Attention was also drawn to certain decisions of the Commission formerly established under the European Convention for the Protection of Human Rights and Fundamental Freedoms. They are summarised as follows in The European System for the Protection of Human Rights (edited by McDonald, Matscher and Petzold) as follows:-
“Certain categories of persons may be excluded from the exercise of electoral rights for legitimate reasons and provided that ‘the free expression of the opinion of the people’ is not impaired. This may be the case, inter alia, of convicted persons who are serving their sentence or of persons who received a specific sentence or were convicted for certain specific offences. Thus, for example, under Netherlands law, persons sentenced to a term of imprisonment exceeding one year incur as a result a suspension of the exercise of the right to vote for three years. A further example is that of persons who are stripped, for life, or for a fixed period, of their electoral rights following convictions for collaboration with the enemy. As yet the Commission has always dismissed complaints concerning exclusions of this type.”
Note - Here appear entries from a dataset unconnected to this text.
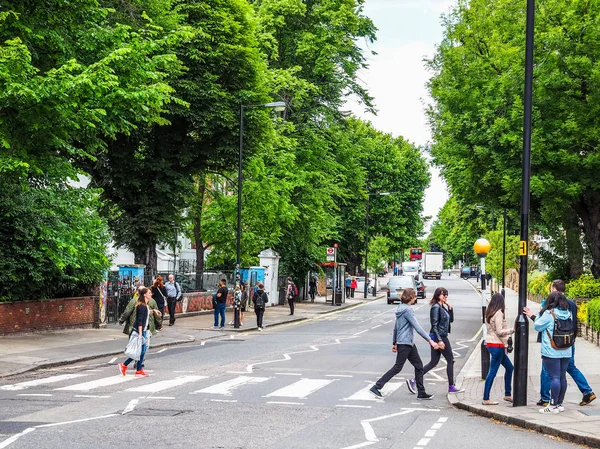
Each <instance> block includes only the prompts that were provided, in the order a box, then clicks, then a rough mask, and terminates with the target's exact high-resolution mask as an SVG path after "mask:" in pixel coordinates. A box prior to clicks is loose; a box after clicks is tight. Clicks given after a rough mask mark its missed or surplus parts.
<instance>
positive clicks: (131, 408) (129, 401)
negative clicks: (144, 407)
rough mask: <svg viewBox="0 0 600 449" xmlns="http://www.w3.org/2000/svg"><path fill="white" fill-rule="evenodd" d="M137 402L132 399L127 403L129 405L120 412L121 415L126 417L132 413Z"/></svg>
mask: <svg viewBox="0 0 600 449" xmlns="http://www.w3.org/2000/svg"><path fill="white" fill-rule="evenodd" d="M139 402H140V400H139V399H132V400H131V401H129V404H127V407H125V409H124V410H123V411H122V412H121V415H126V414H127V413H129V412H132V411H133V409H135V406H136V405H138V403H139Z"/></svg>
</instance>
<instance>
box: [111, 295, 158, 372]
mask: <svg viewBox="0 0 600 449" xmlns="http://www.w3.org/2000/svg"><path fill="white" fill-rule="evenodd" d="M151 299H152V291H151V290H150V289H149V288H146V287H142V288H140V289H139V295H138V299H137V303H136V306H135V312H136V318H135V324H134V330H137V332H138V335H139V337H138V338H142V339H143V341H144V342H145V341H147V340H146V338H147V336H148V335H147V332H148V329H149V326H150V318H151V316H150V309H149V308H148V303H149V302H150V300H151ZM146 348H147V343H144V344H143V345H142V353H141V355H140V359H139V360H138V361H137V371H136V372H135V377H148V373H146V372H145V371H144V370H143V366H144V355H145V354H146ZM131 362H133V359H132V358H131V357H129V358H128V359H127V360H125V363H121V364H119V371H121V374H123V376H125V375H126V374H127V368H128V366H129V364H130V363H131Z"/></svg>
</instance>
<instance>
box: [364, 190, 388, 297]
mask: <svg viewBox="0 0 600 449" xmlns="http://www.w3.org/2000/svg"><path fill="white" fill-rule="evenodd" d="M394 193H395V192H394ZM391 194H392V192H374V193H368V194H367V216H366V220H365V222H366V223H365V227H366V232H365V291H364V294H365V296H364V298H365V299H366V298H367V292H368V288H369V209H370V204H371V197H372V196H388V195H391ZM374 288H377V287H376V286H374ZM376 295H377V292H376V291H373V296H376Z"/></svg>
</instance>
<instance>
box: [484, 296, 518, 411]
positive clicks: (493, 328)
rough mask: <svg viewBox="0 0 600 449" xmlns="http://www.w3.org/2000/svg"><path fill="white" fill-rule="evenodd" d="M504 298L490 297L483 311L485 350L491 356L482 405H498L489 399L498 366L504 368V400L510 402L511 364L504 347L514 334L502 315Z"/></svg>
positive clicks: (511, 388)
mask: <svg viewBox="0 0 600 449" xmlns="http://www.w3.org/2000/svg"><path fill="white" fill-rule="evenodd" d="M504 309H505V302H504V296H502V294H500V293H496V294H495V295H494V296H492V299H491V300H490V303H489V305H488V307H487V310H486V311H485V321H486V323H487V337H486V342H487V349H488V352H489V353H490V356H491V361H490V369H489V371H488V375H487V377H486V378H485V387H484V389H483V402H482V403H483V405H498V402H496V401H493V400H491V399H490V392H491V391H492V385H493V383H494V379H495V378H496V374H498V369H499V368H500V365H502V366H503V367H504V400H505V401H506V402H512V393H511V391H512V373H513V369H514V368H513V364H512V362H511V361H510V359H509V358H508V355H507V351H506V347H507V345H508V337H509V336H510V335H512V334H514V332H515V330H514V329H509V328H508V324H507V322H506V316H505V313H504Z"/></svg>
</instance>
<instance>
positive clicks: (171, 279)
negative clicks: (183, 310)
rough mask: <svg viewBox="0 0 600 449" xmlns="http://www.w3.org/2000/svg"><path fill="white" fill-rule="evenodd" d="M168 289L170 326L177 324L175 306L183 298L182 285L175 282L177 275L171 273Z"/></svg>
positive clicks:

Such jurisprudence as there is under the Convention, accordingly, does not lend any support to the case on behalf of the applicant/respondent.
The position of prisoners on remand should finally be noted. Since the applicant/respondent does not come within that category, it does not arise directly for consideration. If it did, a distinction might be drawn in their case on the ground that, unlike the applicant/respondent, they are presumed to be innocent of the criminal offences with which they are charged. What they have in common, however, with persons in the position of the applicant/respondent is that they are being detained in accordance with law and that, accordingly, for as long as they are so detained, some of their constitutional rights, including the right to exercise the franchise, are necessarily in suspension or abeyance.
I would allow the appeal and substitute for the order of the High Court an order dismissing the applicant’s claim.